Electrostatic Bending Actuators (NED)

Through up to 200 nm thin electrode gaps, enormously high forces of electrostatic fields are generated with the help of a control voltage. These forces are in turn transformed into lateral forces by means of suitable topographies (V-NED) or geometries (L-NED) and lead to a curvature of bending beams:

• NEDs are: MEMS bending actuators that have a mode of operation comparable to bimorph actuators (piezoelectric or thermomechanical effects). They are fabricated in surface micromechanics (V-NED) or bulk micromechanics (L-NED) on or in silicon substrates.
  
• Novelty: Due to the drive principle, the deflection of the NED actuators is much larger than the electrode gap. Therefore, large deflections can be generated with low control voltages. Our vision is: to make enormously small electrode gaps and the associated enormously high forces of electrostatic fields accessible for electrostatic actuators.
• NED actuators can be operated: quasi-static, resonant but also digital - i.e. with discrete deflection states.
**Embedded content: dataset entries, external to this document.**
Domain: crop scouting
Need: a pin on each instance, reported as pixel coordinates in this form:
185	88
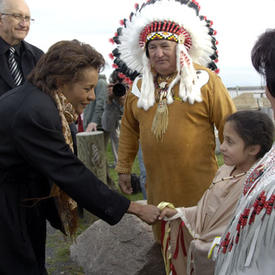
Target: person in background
174	104
113	110
248	244
248	136
40	177
17	57
92	114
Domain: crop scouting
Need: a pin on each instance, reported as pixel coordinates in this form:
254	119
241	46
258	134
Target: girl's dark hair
64	63
263	58
255	128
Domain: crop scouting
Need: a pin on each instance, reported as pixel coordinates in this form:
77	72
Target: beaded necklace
160	121
230	177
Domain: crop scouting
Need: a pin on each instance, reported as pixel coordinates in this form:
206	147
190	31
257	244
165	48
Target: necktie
14	69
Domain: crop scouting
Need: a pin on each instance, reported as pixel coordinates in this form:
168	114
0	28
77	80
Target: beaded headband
192	32
165	30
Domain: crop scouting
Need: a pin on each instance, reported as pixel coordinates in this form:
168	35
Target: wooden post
91	151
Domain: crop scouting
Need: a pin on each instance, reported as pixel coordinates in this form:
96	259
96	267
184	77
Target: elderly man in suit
17	57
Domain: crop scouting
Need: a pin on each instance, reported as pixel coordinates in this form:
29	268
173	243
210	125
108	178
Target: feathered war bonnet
176	20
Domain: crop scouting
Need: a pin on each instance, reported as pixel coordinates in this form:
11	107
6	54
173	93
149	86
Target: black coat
33	152
29	57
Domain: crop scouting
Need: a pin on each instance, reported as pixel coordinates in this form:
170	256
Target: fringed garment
248	245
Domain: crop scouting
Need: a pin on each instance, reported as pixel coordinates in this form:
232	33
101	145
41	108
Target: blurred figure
40	177
113	111
175	102
17	57
248	244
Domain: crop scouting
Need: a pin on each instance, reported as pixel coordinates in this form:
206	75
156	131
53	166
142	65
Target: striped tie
14	69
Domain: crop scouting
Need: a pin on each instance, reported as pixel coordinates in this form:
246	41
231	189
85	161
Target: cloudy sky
238	24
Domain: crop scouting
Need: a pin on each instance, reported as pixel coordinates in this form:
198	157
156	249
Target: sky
238	24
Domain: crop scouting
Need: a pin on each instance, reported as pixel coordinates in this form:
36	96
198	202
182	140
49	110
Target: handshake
151	213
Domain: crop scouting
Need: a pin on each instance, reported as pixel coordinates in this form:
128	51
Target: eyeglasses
19	17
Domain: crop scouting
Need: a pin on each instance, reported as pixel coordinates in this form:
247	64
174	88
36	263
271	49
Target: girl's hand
167	212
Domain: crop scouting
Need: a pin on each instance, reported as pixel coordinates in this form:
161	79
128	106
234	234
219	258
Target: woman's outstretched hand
147	213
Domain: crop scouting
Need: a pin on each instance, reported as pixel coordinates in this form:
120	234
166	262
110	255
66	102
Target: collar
4	47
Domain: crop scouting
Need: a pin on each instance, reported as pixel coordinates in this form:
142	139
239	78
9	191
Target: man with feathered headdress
175	101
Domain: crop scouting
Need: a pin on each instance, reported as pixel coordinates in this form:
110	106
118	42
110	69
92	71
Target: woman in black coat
40	177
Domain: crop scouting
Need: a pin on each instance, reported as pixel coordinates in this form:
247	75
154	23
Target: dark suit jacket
29	57
32	152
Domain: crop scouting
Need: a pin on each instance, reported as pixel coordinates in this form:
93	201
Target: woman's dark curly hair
263	58
64	63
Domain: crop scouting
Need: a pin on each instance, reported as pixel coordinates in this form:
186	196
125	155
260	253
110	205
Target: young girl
189	232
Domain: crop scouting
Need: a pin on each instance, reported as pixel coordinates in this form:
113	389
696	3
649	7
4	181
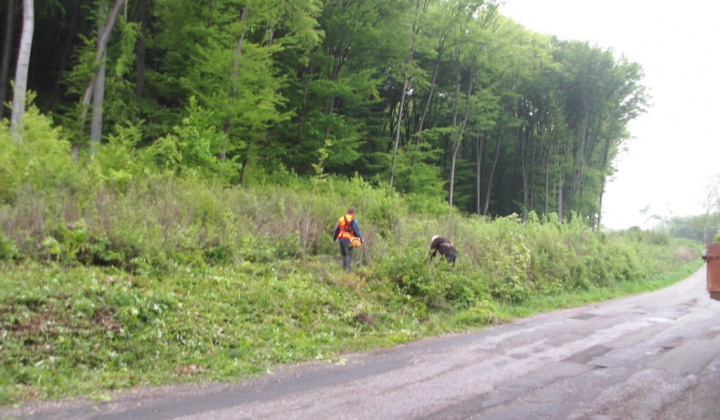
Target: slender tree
5	61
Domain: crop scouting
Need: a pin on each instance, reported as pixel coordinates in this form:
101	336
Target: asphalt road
651	356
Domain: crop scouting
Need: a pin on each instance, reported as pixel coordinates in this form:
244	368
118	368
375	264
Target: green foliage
42	161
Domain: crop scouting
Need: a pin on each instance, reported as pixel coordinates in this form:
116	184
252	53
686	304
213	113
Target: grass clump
169	279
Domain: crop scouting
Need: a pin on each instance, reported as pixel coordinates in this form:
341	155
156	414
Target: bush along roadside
218	290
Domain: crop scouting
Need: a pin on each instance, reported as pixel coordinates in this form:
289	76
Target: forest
171	172
432	99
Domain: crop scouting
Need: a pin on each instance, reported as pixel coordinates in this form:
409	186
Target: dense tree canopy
436	98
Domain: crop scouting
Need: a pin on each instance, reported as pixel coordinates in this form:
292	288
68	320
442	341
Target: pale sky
675	147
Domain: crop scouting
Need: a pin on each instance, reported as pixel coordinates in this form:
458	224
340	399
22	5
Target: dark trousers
346	250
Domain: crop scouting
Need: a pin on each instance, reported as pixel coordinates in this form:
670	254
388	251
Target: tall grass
115	276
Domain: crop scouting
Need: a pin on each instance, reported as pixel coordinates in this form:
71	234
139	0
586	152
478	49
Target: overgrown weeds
116	276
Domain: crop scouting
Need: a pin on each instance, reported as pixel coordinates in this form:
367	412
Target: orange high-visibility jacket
346	230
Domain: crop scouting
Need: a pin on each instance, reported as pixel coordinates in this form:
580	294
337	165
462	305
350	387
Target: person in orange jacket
346	229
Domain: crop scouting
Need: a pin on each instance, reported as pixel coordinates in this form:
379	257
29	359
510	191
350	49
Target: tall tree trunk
548	151
479	148
235	75
561	180
67	49
461	134
420	7
493	168
522	137
7	47
141	48
103	40
21	71
98	96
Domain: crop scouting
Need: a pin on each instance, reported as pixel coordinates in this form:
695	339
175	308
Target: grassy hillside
106	285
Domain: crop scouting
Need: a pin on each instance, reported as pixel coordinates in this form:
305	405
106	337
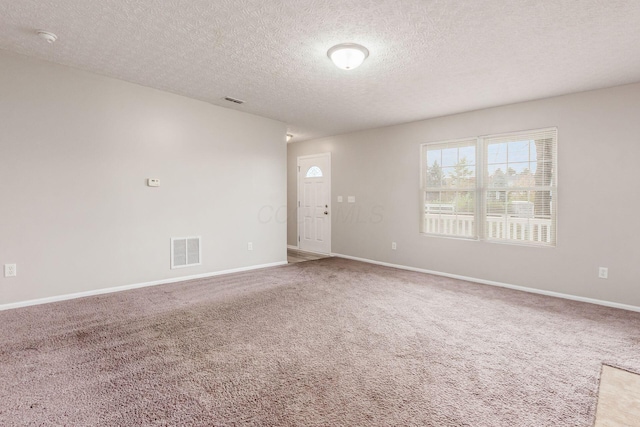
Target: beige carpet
320	343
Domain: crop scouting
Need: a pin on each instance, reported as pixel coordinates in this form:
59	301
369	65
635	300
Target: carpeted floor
330	342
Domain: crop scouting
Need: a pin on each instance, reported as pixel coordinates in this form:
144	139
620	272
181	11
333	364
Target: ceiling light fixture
348	55
47	36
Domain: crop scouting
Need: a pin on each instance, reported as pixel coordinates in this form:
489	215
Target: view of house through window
500	188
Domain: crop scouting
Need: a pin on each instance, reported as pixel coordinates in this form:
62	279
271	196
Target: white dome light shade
348	55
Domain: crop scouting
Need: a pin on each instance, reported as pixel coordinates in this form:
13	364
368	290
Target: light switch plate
10	270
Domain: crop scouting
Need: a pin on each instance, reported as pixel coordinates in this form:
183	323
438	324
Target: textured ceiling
427	57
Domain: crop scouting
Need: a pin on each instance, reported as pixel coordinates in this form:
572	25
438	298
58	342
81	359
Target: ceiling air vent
237	101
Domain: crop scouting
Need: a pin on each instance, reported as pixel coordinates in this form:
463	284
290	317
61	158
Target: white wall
598	207
75	151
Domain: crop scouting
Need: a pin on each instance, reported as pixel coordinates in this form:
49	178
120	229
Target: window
497	188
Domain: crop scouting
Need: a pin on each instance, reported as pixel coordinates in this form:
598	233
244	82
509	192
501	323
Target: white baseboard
134	286
502	285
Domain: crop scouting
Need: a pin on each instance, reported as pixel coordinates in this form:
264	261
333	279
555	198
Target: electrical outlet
10	270
603	272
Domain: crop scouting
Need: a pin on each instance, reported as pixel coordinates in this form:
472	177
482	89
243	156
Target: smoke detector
47	36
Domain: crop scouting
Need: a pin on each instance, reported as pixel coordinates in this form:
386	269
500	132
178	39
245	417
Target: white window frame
531	232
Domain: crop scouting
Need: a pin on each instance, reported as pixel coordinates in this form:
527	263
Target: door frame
327	174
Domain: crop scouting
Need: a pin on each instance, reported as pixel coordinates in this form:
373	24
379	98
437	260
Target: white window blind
496	188
449	184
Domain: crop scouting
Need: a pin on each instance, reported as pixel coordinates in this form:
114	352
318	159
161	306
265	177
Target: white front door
314	207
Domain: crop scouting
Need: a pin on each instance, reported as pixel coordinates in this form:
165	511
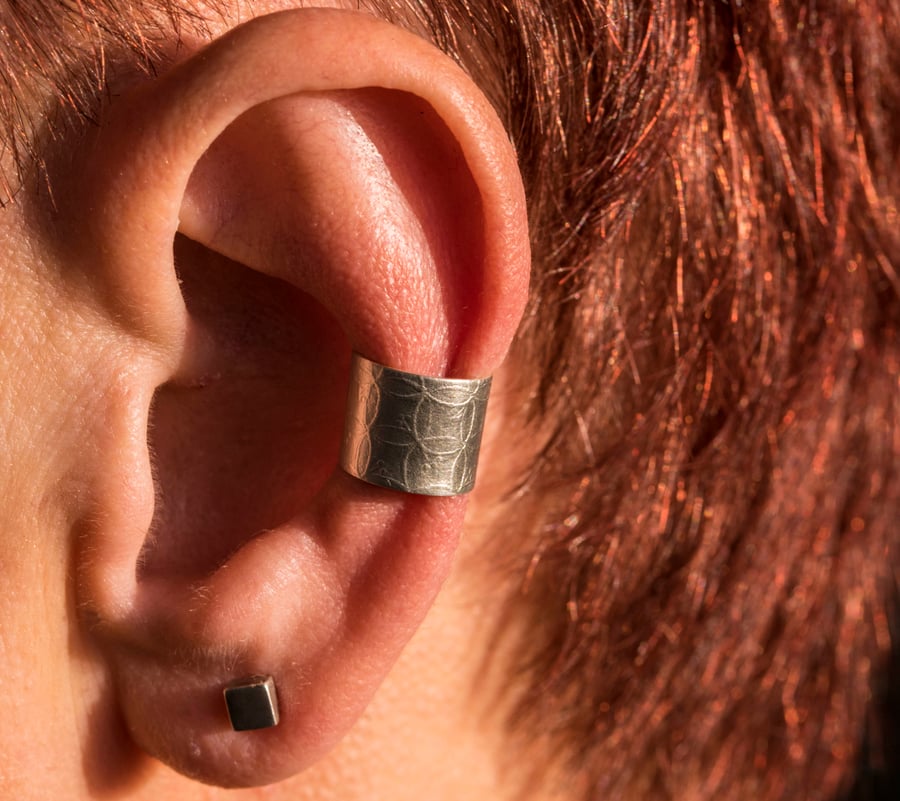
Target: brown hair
705	539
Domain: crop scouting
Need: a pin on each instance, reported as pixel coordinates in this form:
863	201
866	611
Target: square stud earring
252	704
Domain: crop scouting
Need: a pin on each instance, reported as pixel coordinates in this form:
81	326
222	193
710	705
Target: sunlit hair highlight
705	543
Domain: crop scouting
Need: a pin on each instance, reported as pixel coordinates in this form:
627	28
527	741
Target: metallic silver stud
411	432
252	704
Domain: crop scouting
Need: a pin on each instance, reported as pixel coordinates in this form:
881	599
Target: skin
117	616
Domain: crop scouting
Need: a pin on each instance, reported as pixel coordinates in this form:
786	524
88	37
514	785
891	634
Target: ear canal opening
250	431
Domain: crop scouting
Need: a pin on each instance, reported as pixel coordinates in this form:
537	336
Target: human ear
332	184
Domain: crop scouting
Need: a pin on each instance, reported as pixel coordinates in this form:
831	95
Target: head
669	233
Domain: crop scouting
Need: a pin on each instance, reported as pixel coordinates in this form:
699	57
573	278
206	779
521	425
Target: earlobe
342	177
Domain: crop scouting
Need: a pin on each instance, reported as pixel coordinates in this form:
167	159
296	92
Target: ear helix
252	670
403	431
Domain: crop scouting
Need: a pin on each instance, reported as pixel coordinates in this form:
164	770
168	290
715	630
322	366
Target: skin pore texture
87	358
677	578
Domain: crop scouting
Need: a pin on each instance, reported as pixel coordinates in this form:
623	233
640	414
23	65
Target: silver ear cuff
411	432
252	704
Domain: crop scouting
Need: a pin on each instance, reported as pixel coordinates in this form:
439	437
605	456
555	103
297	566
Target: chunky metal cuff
411	432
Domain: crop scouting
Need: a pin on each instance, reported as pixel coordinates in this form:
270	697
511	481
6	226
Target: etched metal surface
412	432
• Curvature: The cylindrical curvature of the NED actuators can create a deflection of the free end of the beam. Instead of a simple beam shape, the NED actuator can be designed as a rotationally symmetrical plate. This results in an actuator plate that curves spherically.
• Bidirectional: Suitable electrode topographies or geometries can be used to deflect the actuators in a positive or a negative direction. A combination of topographies or geometries or an arrangement of the actuator cells on both surfaces of the bending actuator allows movements in both directions (bidirectional).
• Tilting and linear motion: A simple tilting motion can be generated by two mechanically coupled NED actuators. If several NED actuator pairs are connected in a suitable way, linear movements are possible.